Depuis une dizaine d’années, le paysage de l’enseignement supérieur privé français connaît une transformation profonde sous l’effet d’un mouvement de concentration inédit. Des écoles initialement indépendantes sont absorbées par des groupes à dimension internationale, des marques fusionnent, et les pratiques pédagogiques s’alignent progressivement sur des logiques de rentabilité propres au secteur privé marchand.
Cette évolution s’inscrit dans un contexte global de recomposition des modes de gouvernance et de financement du supérieur privé. Elle soulève de nombreuses questions quant à la place accordée à la pédagogie, à la qualité des formations, et au statut des personnels.
C’est précisément ce que met en lumière la parution en mars 2025 du livre-enquête Le Cube, écrit par la journaliste Claire Marchal. À travers plus de 150 témoignages et documents internes, l’auteure dévoile les mécanismes de gestion et de pilotage du groupe Galileo Global Education, propriétaire de plus de 60 écoles dans le monde. L’ouvrage révèle notamment l’usage d’un outil centralisé, baptisé « Le Cube », qui permet de suivre en temps réel la rentabilité, le taux de remplissage, ainsi que le turn-over des personnels, instaurant ainsi une logique quasi industrielle dans la gestion des établissements (Marchal, 2025).
Une logique industrielle appliquée au supérieur
Ce mode de fonctionnement s’appuie sur des méthodes et des outils inspirés du secteur privé marchand.
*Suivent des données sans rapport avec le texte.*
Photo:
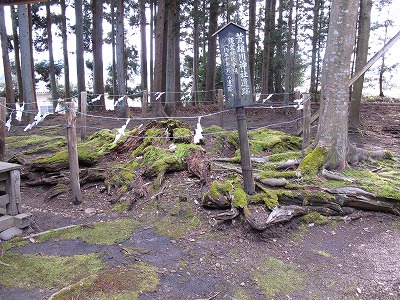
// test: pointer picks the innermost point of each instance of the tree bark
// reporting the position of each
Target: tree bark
(26, 62)
(53, 84)
(361, 60)
(333, 124)
(80, 61)
(6, 61)
(65, 49)
(212, 51)
(97, 44)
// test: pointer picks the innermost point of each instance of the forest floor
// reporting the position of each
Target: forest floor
(355, 257)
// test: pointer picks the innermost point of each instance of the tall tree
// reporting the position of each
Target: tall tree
(53, 85)
(212, 51)
(6, 61)
(364, 28)
(65, 49)
(97, 44)
(159, 63)
(333, 124)
(171, 63)
(14, 18)
(143, 45)
(120, 43)
(80, 45)
(26, 62)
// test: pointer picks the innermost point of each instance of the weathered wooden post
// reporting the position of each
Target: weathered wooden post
(144, 102)
(221, 107)
(238, 91)
(3, 117)
(73, 152)
(307, 120)
(83, 115)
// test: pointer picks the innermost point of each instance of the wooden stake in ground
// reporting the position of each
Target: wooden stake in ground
(73, 152)
(238, 91)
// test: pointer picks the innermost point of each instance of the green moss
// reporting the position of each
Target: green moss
(314, 217)
(123, 282)
(313, 162)
(182, 135)
(102, 233)
(279, 279)
(30, 271)
(267, 196)
(239, 197)
(272, 141)
(383, 184)
(217, 189)
(279, 157)
(178, 221)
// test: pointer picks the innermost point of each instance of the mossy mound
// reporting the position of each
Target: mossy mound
(124, 282)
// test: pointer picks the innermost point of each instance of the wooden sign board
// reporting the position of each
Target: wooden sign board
(235, 66)
(19, 2)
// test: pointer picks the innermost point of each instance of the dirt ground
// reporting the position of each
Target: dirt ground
(348, 258)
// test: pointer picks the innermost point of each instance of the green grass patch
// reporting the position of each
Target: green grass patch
(30, 271)
(125, 282)
(276, 278)
(101, 233)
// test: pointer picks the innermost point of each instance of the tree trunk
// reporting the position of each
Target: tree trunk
(289, 43)
(268, 27)
(333, 123)
(121, 58)
(26, 63)
(361, 60)
(143, 44)
(314, 44)
(212, 51)
(170, 76)
(159, 62)
(65, 49)
(196, 38)
(53, 84)
(80, 61)
(97, 44)
(6, 61)
(14, 16)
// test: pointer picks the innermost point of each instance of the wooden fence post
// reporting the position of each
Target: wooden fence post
(144, 102)
(3, 117)
(307, 120)
(221, 107)
(73, 153)
(83, 115)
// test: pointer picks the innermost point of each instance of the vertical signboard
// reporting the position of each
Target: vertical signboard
(235, 66)
(238, 91)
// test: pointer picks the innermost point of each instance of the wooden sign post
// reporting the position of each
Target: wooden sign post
(238, 90)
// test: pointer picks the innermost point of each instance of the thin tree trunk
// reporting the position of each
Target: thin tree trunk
(97, 45)
(80, 61)
(143, 44)
(26, 63)
(212, 51)
(53, 84)
(65, 50)
(6, 61)
(14, 16)
(361, 60)
(196, 38)
(289, 44)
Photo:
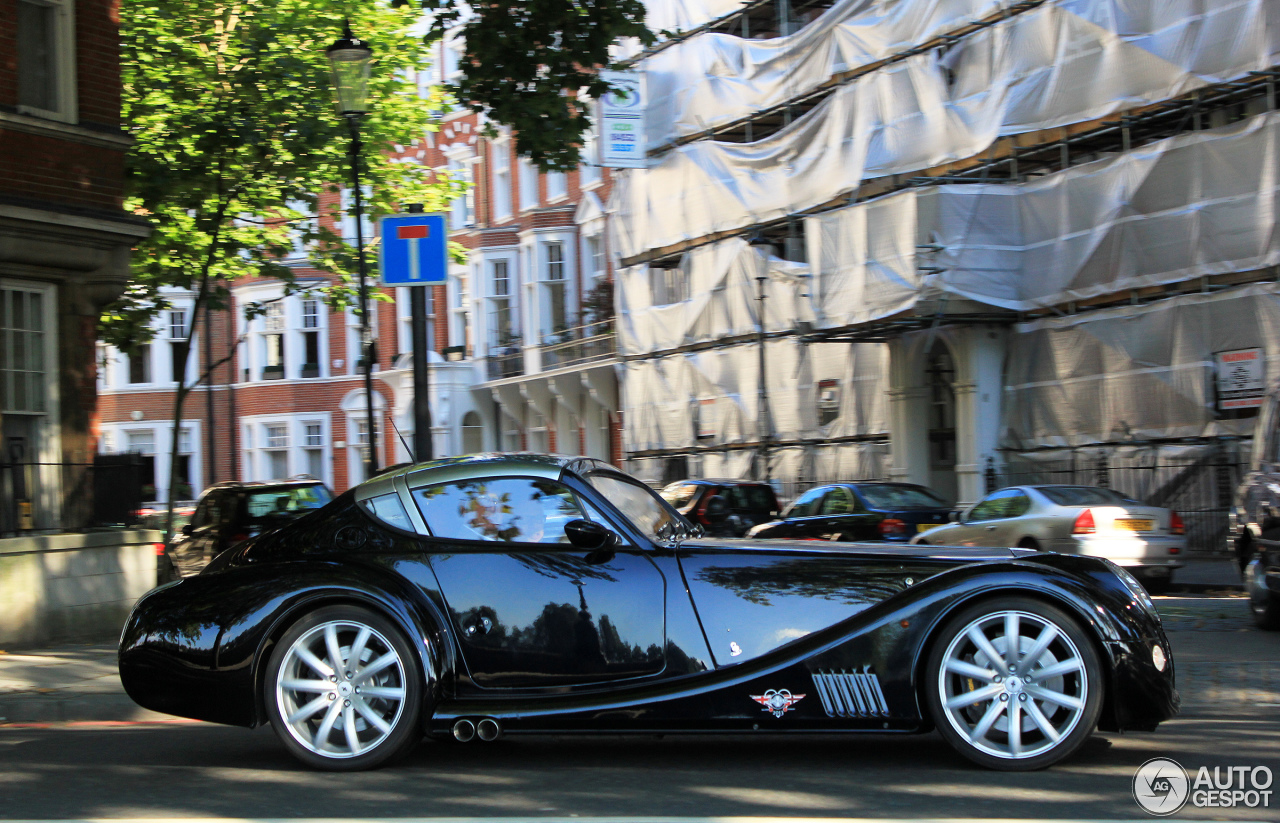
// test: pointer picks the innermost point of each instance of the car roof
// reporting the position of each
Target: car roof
(720, 481)
(487, 465)
(263, 484)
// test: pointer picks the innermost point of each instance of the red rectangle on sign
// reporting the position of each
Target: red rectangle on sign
(412, 232)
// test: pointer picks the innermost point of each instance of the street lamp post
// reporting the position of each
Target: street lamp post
(350, 60)
(766, 420)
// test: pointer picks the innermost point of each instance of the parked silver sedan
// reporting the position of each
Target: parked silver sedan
(1148, 540)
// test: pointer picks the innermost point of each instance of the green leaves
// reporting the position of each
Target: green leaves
(531, 63)
(231, 108)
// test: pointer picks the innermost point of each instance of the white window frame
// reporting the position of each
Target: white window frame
(501, 179)
(557, 186)
(529, 197)
(64, 64)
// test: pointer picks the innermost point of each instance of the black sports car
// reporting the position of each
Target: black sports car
(511, 594)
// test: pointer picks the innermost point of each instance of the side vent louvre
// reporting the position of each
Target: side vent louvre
(850, 694)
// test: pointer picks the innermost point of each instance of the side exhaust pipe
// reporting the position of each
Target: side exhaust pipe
(489, 730)
(464, 731)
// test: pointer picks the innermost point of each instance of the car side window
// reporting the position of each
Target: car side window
(808, 503)
(839, 501)
(503, 510)
(997, 504)
(389, 510)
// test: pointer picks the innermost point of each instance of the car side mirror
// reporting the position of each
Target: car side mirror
(589, 535)
(716, 510)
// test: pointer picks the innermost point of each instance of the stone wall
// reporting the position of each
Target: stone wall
(65, 588)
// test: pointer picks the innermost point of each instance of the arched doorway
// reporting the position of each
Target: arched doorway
(472, 434)
(940, 376)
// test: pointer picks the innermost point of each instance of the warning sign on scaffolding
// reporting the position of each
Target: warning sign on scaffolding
(620, 118)
(1240, 380)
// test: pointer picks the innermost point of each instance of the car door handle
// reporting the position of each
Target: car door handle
(479, 627)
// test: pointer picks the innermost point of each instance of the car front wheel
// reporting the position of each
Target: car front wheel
(343, 690)
(1014, 684)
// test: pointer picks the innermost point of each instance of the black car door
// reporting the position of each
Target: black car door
(530, 609)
Les groupes d’écoles tels que Galileo, Ionis, Studialis ou Actualis Invest mutualisent les fonctions supports — ressources humaines, finances, marketing, admissions — en centres de services partagés, ce qui réduit considérablement l’autonomie des directions pédagogiques locales.
Parallèlement, la nature des contrats enseignants évolue vers une précarisation croissante : le recours massif aux vacataires, auto-entrepreneurs ou contrats à durée déterminée est devenu la norme. Les directions de campus, quant à elles, sont soumises à des objectifs de croissance et de rentabilité stricts, définis au niveau du groupe, souvent déconnectés des réalités du terrain.
Un rapport du Syndicat national du personnel enseignant du privé en formation professionnelle (SNPEFP-CGT, 2024) souligne que dans plusieurs écoles privées à but lucratif, plus de 60 % des heures sont assurées par des vacataires rémunérés en moyenne moins de 40 euros brut de l’heure, sans congés payés ni protection sociale. Ce phénomène est particulièrement marqué chez Galileo, où environ 700 vacataires complètent un corps enseignant permanent d’environ 200 personnes.
Révélations et polémiques
Les pratiques dénoncées dans Le Cube ne s’arrêtent pas à la gestion des ressources humaines. L’ouvrage met en exergue une augmentation des effectifs étudiants par classe sans adaptation des moyens pédagogiques, une baisse des salaires, ainsi qu’une diminution des marges allouées à la recherche et à l’innovation. De nombreux enseignants et directeurs de campus témoignent d’un climat de surcharge et d’injonction permanente à la rentabilité, qui conduisent à une perte de sens et à ce qu’ils qualifient de « marchandisation » de la formation. L’une des formules récurrentes dans les témoignages est la suivante : « on ne forme plus, on vend des diplômes » (Marchal, 2025).
Face à ces révélations, la pression s’est rapidement accentuée. Le PDG de Galileo, Marc-François Mignot Mahon, a été convoqué à Matignon en mars 2025, signe de la gravité prise par cette affaire au niveau gouvernemental. Une inspection interministérielle a été lancée pour évaluer les pratiques dans le secteur, et des mesures visant à renforcer le contrôle qualité, notamment via le label Qualiopi, sont à l’étude (Le Monde, 2025).
Des réactions au sein du secteur privé
L’affaire a également provoqué une onde de choc au sein même du secteur privé. Des fédérations comme la Fédération des Écoles Supérieures d’Ingénieurs et de Cadres (FESIC) et l’Union des Grandes Écoles Indépendantes (UGEI), qui regroupent des établissements à but non lucratif, ont tenu à marquer leur distance avec les pratiques dénoncées dans Le Cube. Elles ont réaffirmé leur attachement à un enseignement supérieur de qualité, fondé sur des valeurs pédagogiques solides et un respect des personnels (FESIC, 2025 ; UGEI, 2025).
Une évolution inéluctable ?
La tendance au regroupement des écoles privées en grands groupes capitalistiques semble s’inscrire dans la durée. Porté par un marché porteur et une demande étudiante soutenue, ce phénomène ne montre pas de signes d’essoufflement.
Si cette dynamique peut favoriser certains aspects positifs, comme l’investissement matériel ou l’ouverture internationale, elle soulève aussi une interrogation cruciale : celle de la préservation de la vocation pédagogique face aux impératifs financiers et à la pression sur les résultats.